喧騒から静寂へ。量販店のバイトを辞めた翌日から、僕は「税法」という怪物と向き合った
2026/02/04
3ヶ月の自由を買った
大阪・天満橋、西岡税理士事務所の西岡です。
5月のゴールデンウィーク明け。 僕は半年間お世話になった家電量販店の派手なジャンパーを返却し、その足で書店に向かいました。 通帳には、週末ごとの絶叫と愛想笑いで稼いだ、なけなしの生活費が入っています。
「これで、8月の試験まで生きられる」
僕がバイトをしていた本当の目的は、お金そのものではありません。 **「試験直前の3ヶ月間、誰にも邪魔されずに勉強できる時間」**を買うためでした。
今日は、社会との接点を再び断ち、税法の二大巨頭「相続税法」と「法人税法」に挑んだ、静かで熱い夏の話です。
「ラスボス」との対峙
3年目の挑戦科目は、昨年涙を飲んだ「相続税法」と、税理士試験の王様とも呼ばれる「法人税法」の2科目でした。 受験生なら分かると思いますが、この組み合わせは超重量級です。
理論暗記の量は、これまでの比ではありませんでした。 法人税法のテキストの厚みを見た時、物理的に「重い」と感じたのを覚えています。 新しい知識を詰め込む法人税と、絶対に落とせないプレッシャーのかかる相続税。
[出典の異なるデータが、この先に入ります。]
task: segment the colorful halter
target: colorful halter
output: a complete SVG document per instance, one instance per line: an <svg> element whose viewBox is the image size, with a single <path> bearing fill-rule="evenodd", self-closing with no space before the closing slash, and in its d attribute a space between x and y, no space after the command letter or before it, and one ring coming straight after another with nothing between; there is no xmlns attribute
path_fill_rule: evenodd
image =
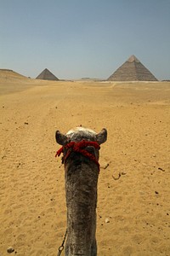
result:
<svg viewBox="0 0 170 256"><path fill-rule="evenodd" d="M98 160L96 160L95 156L93 154L91 154L91 153L88 152L86 149L84 149L88 146L92 146L92 147L95 148L96 149L100 148L99 145L96 142L88 142L88 141L85 141L85 140L82 140L82 142L79 142L79 143L71 142L71 143L66 144L65 146L61 147L57 151L55 157L60 156L61 154L61 153L64 154L64 149L69 149L67 151L66 154L65 156L63 156L63 162L65 162L67 160L67 158L70 156L70 154L72 151L77 152L77 153L82 154L85 157L89 158L91 160L93 160L98 166L98 169L99 172L99 163Z"/></svg>

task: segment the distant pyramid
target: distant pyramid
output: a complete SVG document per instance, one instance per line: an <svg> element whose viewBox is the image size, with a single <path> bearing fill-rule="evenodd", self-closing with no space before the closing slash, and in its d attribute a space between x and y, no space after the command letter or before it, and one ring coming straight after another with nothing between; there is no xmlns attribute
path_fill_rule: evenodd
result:
<svg viewBox="0 0 170 256"><path fill-rule="evenodd" d="M108 81L157 81L154 75L134 56L132 55Z"/></svg>
<svg viewBox="0 0 170 256"><path fill-rule="evenodd" d="M59 79L56 78L48 69L45 68L37 78L36 79L42 80L54 80L59 81Z"/></svg>

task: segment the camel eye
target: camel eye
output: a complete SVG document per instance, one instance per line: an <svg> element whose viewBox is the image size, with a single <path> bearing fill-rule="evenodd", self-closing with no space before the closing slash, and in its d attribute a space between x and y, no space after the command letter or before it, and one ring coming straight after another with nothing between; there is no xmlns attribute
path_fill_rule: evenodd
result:
<svg viewBox="0 0 170 256"><path fill-rule="evenodd" d="M86 148L86 150L87 150L88 152L93 154L95 154L95 149L94 149L94 148L92 147L92 146L88 146L88 147Z"/></svg>

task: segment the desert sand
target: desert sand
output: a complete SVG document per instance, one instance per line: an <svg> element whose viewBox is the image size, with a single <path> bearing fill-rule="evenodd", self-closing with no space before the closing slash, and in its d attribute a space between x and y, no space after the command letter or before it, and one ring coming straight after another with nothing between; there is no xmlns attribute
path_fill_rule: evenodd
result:
<svg viewBox="0 0 170 256"><path fill-rule="evenodd" d="M54 134L80 125L108 131L99 159L98 255L170 255L170 83L2 73L0 255L8 247L12 255L57 255L66 207Z"/></svg>

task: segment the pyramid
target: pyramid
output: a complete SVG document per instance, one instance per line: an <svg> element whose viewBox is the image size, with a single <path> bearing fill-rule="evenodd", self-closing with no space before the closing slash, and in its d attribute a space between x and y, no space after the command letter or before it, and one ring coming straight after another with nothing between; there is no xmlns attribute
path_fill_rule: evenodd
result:
<svg viewBox="0 0 170 256"><path fill-rule="evenodd" d="M54 80L59 81L59 79L56 78L48 69L45 68L37 78L36 79L42 80Z"/></svg>
<svg viewBox="0 0 170 256"><path fill-rule="evenodd" d="M134 56L132 55L108 81L157 81L154 75Z"/></svg>

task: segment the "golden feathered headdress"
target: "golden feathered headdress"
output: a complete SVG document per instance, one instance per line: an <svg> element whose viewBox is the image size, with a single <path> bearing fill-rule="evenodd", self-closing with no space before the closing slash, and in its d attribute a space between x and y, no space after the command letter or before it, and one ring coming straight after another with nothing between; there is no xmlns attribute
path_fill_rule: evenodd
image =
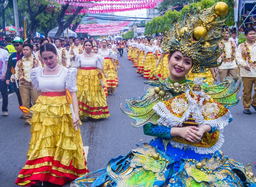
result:
<svg viewBox="0 0 256 187"><path fill-rule="evenodd" d="M174 19L169 31L165 27L161 47L166 53L179 50L191 57L194 65L191 72L202 73L221 65L216 60L224 49L219 44L225 35L227 19L221 18L228 13L228 7L219 2L202 10L201 6L196 11L194 9L188 10L181 21L178 21L179 17ZM220 20L215 21L218 17Z"/></svg>

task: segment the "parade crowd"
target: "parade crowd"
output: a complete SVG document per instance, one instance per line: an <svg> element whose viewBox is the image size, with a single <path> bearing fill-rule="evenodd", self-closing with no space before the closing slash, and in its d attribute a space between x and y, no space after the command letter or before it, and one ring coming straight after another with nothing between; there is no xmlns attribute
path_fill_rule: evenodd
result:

朝起きてから寝るまで、脳みそを限界まで使い切る日々。 量販店の売り場で「いらっしゃいませ!」と叫んでいた口は、再びブツブツと条文を唱えるための器官に戻りました。
「あの屈辱」を燃料にくべる
直前期の勉強は、精神との戦いです。 「もし今年もダメだったら……」という不安が、夜になると枕元に忍び寄ってきます。
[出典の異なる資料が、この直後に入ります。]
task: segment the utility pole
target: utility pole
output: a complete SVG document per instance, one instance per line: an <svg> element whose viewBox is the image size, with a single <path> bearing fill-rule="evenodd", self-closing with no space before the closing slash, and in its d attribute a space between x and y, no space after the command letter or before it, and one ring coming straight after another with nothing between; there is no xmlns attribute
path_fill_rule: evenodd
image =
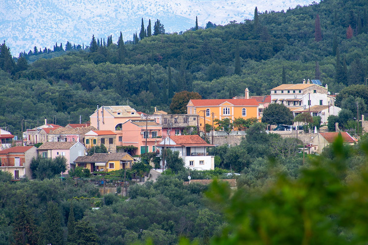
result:
<svg viewBox="0 0 368 245"><path fill-rule="evenodd" d="M212 113L212 144L213 144L213 112Z"/></svg>
<svg viewBox="0 0 368 245"><path fill-rule="evenodd" d="M145 153L147 153L147 138L148 137L148 131L147 130L147 126L148 123L148 115L146 115L146 131L144 132L144 136L146 138L146 147L145 147ZM141 152L142 153L142 152Z"/></svg>
<svg viewBox="0 0 368 245"><path fill-rule="evenodd" d="M197 114L197 132L198 133L198 136L199 136L199 123L198 122L198 114Z"/></svg>

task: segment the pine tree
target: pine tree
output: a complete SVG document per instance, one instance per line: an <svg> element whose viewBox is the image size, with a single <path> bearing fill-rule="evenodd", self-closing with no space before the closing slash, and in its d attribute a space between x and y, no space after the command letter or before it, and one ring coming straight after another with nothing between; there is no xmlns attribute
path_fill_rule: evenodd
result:
<svg viewBox="0 0 368 245"><path fill-rule="evenodd" d="M168 87L169 98L172 98L174 96L174 91L173 91L172 78L171 76L171 66L170 66L170 62L169 62L167 66L167 87Z"/></svg>
<svg viewBox="0 0 368 245"><path fill-rule="evenodd" d="M119 63L120 64L124 63L125 61L125 46L124 44L124 40L123 40L123 34L121 32L120 32L120 36L117 41L118 55Z"/></svg>
<svg viewBox="0 0 368 245"><path fill-rule="evenodd" d="M358 22L357 24L357 35L359 35L363 33L363 27L362 26L362 19L360 18L360 15L358 15Z"/></svg>
<svg viewBox="0 0 368 245"><path fill-rule="evenodd" d="M259 20L258 18L258 10L257 9L257 7L256 7L255 9L254 10L254 18L253 19L253 22L254 22L253 30L255 31L257 31L259 27Z"/></svg>
<svg viewBox="0 0 368 245"><path fill-rule="evenodd" d="M38 234L31 209L25 205L25 198L21 199L13 224L14 245L37 245Z"/></svg>
<svg viewBox="0 0 368 245"><path fill-rule="evenodd" d="M153 35L157 36L164 33L165 29L163 27L163 25L160 22L160 20L158 19L155 22L155 25L153 26Z"/></svg>
<svg viewBox="0 0 368 245"><path fill-rule="evenodd" d="M322 32L319 23L319 15L317 14L314 24L314 40L316 42L322 40Z"/></svg>
<svg viewBox="0 0 368 245"><path fill-rule="evenodd" d="M91 53L96 52L98 49L98 47L97 46L97 42L96 41L96 39L95 38L95 35L92 35L92 40L89 43L89 51Z"/></svg>
<svg viewBox="0 0 368 245"><path fill-rule="evenodd" d="M285 71L285 67L282 66L282 84L286 83L286 73Z"/></svg>
<svg viewBox="0 0 368 245"><path fill-rule="evenodd" d="M70 210L69 211L69 218L68 219L68 242L72 243L74 241L73 238L74 228L75 226L75 219L74 217L74 210L73 210L73 203L70 202Z"/></svg>
<svg viewBox="0 0 368 245"><path fill-rule="evenodd" d="M316 61L315 79L317 80L321 79L321 73L319 71L319 64L318 61Z"/></svg>
<svg viewBox="0 0 368 245"><path fill-rule="evenodd" d="M240 75L240 53L239 50L239 41L236 41L236 47L235 48L235 70L234 73L237 75Z"/></svg>
<svg viewBox="0 0 368 245"><path fill-rule="evenodd" d="M333 36L333 41L332 42L332 55L336 55L336 50L337 48L337 36L335 34Z"/></svg>
<svg viewBox="0 0 368 245"><path fill-rule="evenodd" d="M149 37L152 36L152 33L151 32L151 19L148 21L148 26L147 27L147 37Z"/></svg>
<svg viewBox="0 0 368 245"><path fill-rule="evenodd" d="M46 219L42 223L42 230L38 239L39 244L64 244L63 232L57 203L51 202L47 203Z"/></svg>
<svg viewBox="0 0 368 245"><path fill-rule="evenodd" d="M346 31L346 38L349 39L353 37L353 29L351 29L351 26L349 26Z"/></svg>
<svg viewBox="0 0 368 245"><path fill-rule="evenodd" d="M141 32L139 33L139 37L141 40L146 37L146 32L144 30L144 24L143 23L143 18L142 18L142 25L141 26Z"/></svg>
<svg viewBox="0 0 368 245"><path fill-rule="evenodd" d="M0 44L0 69L7 72L12 73L15 65L10 53L10 49L7 46L5 40Z"/></svg>

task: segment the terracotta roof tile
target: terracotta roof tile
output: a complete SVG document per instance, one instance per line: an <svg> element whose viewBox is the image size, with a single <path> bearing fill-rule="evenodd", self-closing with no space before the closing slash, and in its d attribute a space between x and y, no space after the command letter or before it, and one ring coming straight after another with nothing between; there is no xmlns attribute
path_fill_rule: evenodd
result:
<svg viewBox="0 0 368 245"><path fill-rule="evenodd" d="M50 150L70 149L76 142L45 142L40 147L39 150Z"/></svg>
<svg viewBox="0 0 368 245"><path fill-rule="evenodd" d="M23 153L30 149L35 147L30 146L15 146L8 149L0 151L0 154L7 154L8 153Z"/></svg>
<svg viewBox="0 0 368 245"><path fill-rule="evenodd" d="M190 181L190 182L191 183L200 183L204 185L208 185L212 183L213 181L213 180L192 180ZM217 181L227 182L230 185L230 186L231 187L236 186L236 179L234 179L217 180ZM186 185L189 185L189 181L184 181L184 184Z"/></svg>
<svg viewBox="0 0 368 245"><path fill-rule="evenodd" d="M337 138L339 133L340 133L337 132L329 132L327 133L320 133L319 134L325 138L329 143L332 143ZM352 137L347 132L341 132L341 136L343 137L343 141L344 142L353 143L356 142L356 140Z"/></svg>
<svg viewBox="0 0 368 245"><path fill-rule="evenodd" d="M258 105L259 104L254 99L217 99L213 100L191 100L194 106L210 106L219 105L226 101L234 105Z"/></svg>

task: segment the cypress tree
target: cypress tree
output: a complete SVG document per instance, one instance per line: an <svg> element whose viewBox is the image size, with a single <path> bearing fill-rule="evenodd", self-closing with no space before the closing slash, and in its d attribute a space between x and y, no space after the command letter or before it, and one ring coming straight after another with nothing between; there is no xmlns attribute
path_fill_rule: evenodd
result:
<svg viewBox="0 0 368 245"><path fill-rule="evenodd" d="M317 14L314 24L314 40L316 42L322 40L322 32L321 31L321 24L319 23L319 15Z"/></svg>
<svg viewBox="0 0 368 245"><path fill-rule="evenodd" d="M316 72L315 79L318 80L321 79L321 73L319 71L319 64L318 61L316 61Z"/></svg>
<svg viewBox="0 0 368 245"><path fill-rule="evenodd" d="M348 39L350 39L353 37L353 29L351 29L351 26L349 25L346 31L346 38Z"/></svg>
<svg viewBox="0 0 368 245"><path fill-rule="evenodd" d="M333 36L333 41L332 42L332 55L336 55L336 50L337 48L337 36L336 34Z"/></svg>
<svg viewBox="0 0 368 245"><path fill-rule="evenodd" d="M141 40L146 37L146 32L144 30L144 24L143 23L143 18L142 18L142 25L141 26L141 32L139 33L139 37Z"/></svg>
<svg viewBox="0 0 368 245"><path fill-rule="evenodd" d="M240 54L239 51L239 41L236 41L236 47L235 48L235 70L234 73L237 75L240 75Z"/></svg>
<svg viewBox="0 0 368 245"><path fill-rule="evenodd" d="M147 27L147 37L149 37L152 36L152 33L151 32L151 19L148 21L148 26Z"/></svg>
<svg viewBox="0 0 368 245"><path fill-rule="evenodd" d="M286 73L285 71L285 67L282 66L282 84L286 83Z"/></svg>
<svg viewBox="0 0 368 245"><path fill-rule="evenodd" d="M257 7L256 7L254 10L254 18L253 19L253 22L254 22L253 30L256 31L259 27L259 20L258 19L258 10L257 10Z"/></svg>
<svg viewBox="0 0 368 245"><path fill-rule="evenodd" d="M72 243L74 242L73 235L74 234L74 227L75 226L75 219L74 217L74 211L73 210L73 203L70 202L70 210L69 211L69 216L68 219L68 242Z"/></svg>
<svg viewBox="0 0 368 245"><path fill-rule="evenodd" d="M123 40L123 34L121 32L120 32L120 36L117 41L118 54L118 55L119 62L123 64L125 61L125 46L124 44L124 40Z"/></svg>
<svg viewBox="0 0 368 245"><path fill-rule="evenodd" d="M172 98L174 96L174 91L173 91L172 79L171 76L171 67L170 66L170 62L169 62L167 66L167 86L169 90L169 98Z"/></svg>

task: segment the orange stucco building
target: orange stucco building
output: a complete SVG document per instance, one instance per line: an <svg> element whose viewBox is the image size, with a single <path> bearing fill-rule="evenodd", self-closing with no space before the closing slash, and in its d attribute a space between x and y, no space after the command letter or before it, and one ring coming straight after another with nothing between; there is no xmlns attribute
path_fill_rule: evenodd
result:
<svg viewBox="0 0 368 245"><path fill-rule="evenodd" d="M212 125L212 118L220 120L229 118L231 122L238 118L259 118L259 106L254 99L191 100L187 108L188 114L199 115L199 128L203 130L206 123Z"/></svg>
そんな時、僕を支えたのは、つい先日までのバイトの記憶でした。 同年代の客に頭を下げた時の惨めさ。 休憩室で食べた味気ないおにぎり。 「いい歳してフリーター?」という視線(被害妄想かもしれませんが)。
「あの日々を、無駄にしてたまるか」 「ここで負けたら、俺はただ『週末に大きな声を出していたおじさん』になってしまう」
その悔しさが、眠気を吹き飛ばす強力なカフェインになりました。 惨めな経験さえも、合格への燃料としてくべ続ける。 なりふり構わない執念だけが、僕を机に縛り付けていました。
夏、セミの声と理論暗記
大阪の夏は蒸し暑く、自習室への道のりはサウナのようでした。祭の囃子が聞こえ、世間は夏休みモード。 でも、僕の夏に「色」はありませんでした。あるのは法規集の白と黒だけ。
友達からの誘いは全て断り、スマホの電源も切り、ただひたすらに「書く」「読む」「解く」。 その単調な反復作業の中で、ふと「ゾーン」に入る瞬間がありました。
あれだけ苦痛だった理論暗記が、脳に吸い込まれるように入ってくる。 計算の数字が、まるで生き物のように繋がって見える。 「時間を買うために働いた」あの半年があったからこそ、この3ヶ月の没頭は、かつてないほどの密度に達していました。
「直前期」を戦うあなたへ
今、まさに試験前の「直前期」を戦っている受験生の皆さん。 不安で押しつぶされそうになっていませんか?
大丈夫です。その不安は、あなたが本気で合格したいと思っている証拠です。 そして、もしあなたが働きながら、あるいは何かを犠牲にしてこの時間を捻出しているなら。 その「代償」の大きさは、必ず試験当日の底力になります。
僕は31歳の夏、すべてを賭けて2科目に挑みました。 結果はどうあれ、あの夏以上に自分を追い込んだ季節は、人生で他にありません。
西岡税理士事務所は、そんな「勝負の夏」を知っている事務所です。 だからこそ、スタッフには試験休暇をしっかり取ってもらいたいし、悔いのない戦いをしてほしいと願っています。
さて、完全燃焼で試験を終えた8月。 僕の貯金は再び底をつきかけていました。